I live in the mountains east and north of Los Angeles. Last summer, when I bought my house, I ordered Direct TV for television service as the cable company wouldn’t even schedule an installation until the escrow closed. I had no complaints about the TV service until the first snowfall. I had no service for two days. I called Direct TV and was told that snow interferes with the signal (duh !) and there was nothing I could do. I had a satellite dish in New Hampshire in 1994 and 95 and never had this problem. The next time it happened I called and finally got to a technical advisor who told me there was such a thing as a dish heater but Direct TV had nothing to do with them. He did give the URL of several web sites where I could get more information. I found that I would have to install the heater myself and the dish is nearly 20 feet above my upper deck.
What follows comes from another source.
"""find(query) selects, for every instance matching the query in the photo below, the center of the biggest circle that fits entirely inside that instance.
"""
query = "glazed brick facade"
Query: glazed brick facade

Last weekend, when we had more snow, Cindy was atop a seven foot ladder trying to reach the dish with a broom but with no luck. The angle of the dish, which catches more snow, makes it impossible to brush the dish off. It seems to be a pretty common problem and one would think that Direct TV would anticipate these problems in areas with substantial snowfall. Maybe they could supply the dish heaters as an option, especially when the dish is mounted so high. Then the technician could install both. The new dishes also seem to be of a deeper chord and the location may determine the angle of elevation to the satellite. New Hampshire is a higher latitude, as is Chicago, and that dish seemed to be flatter in my recollection.
Does anybody in Greater Chicago use these dishes and do they have problems like this ? I got nowhere with them, and am not about to try to install a heater on the dish, so I finally canceled and will have to pay a substantial early cancellation charge.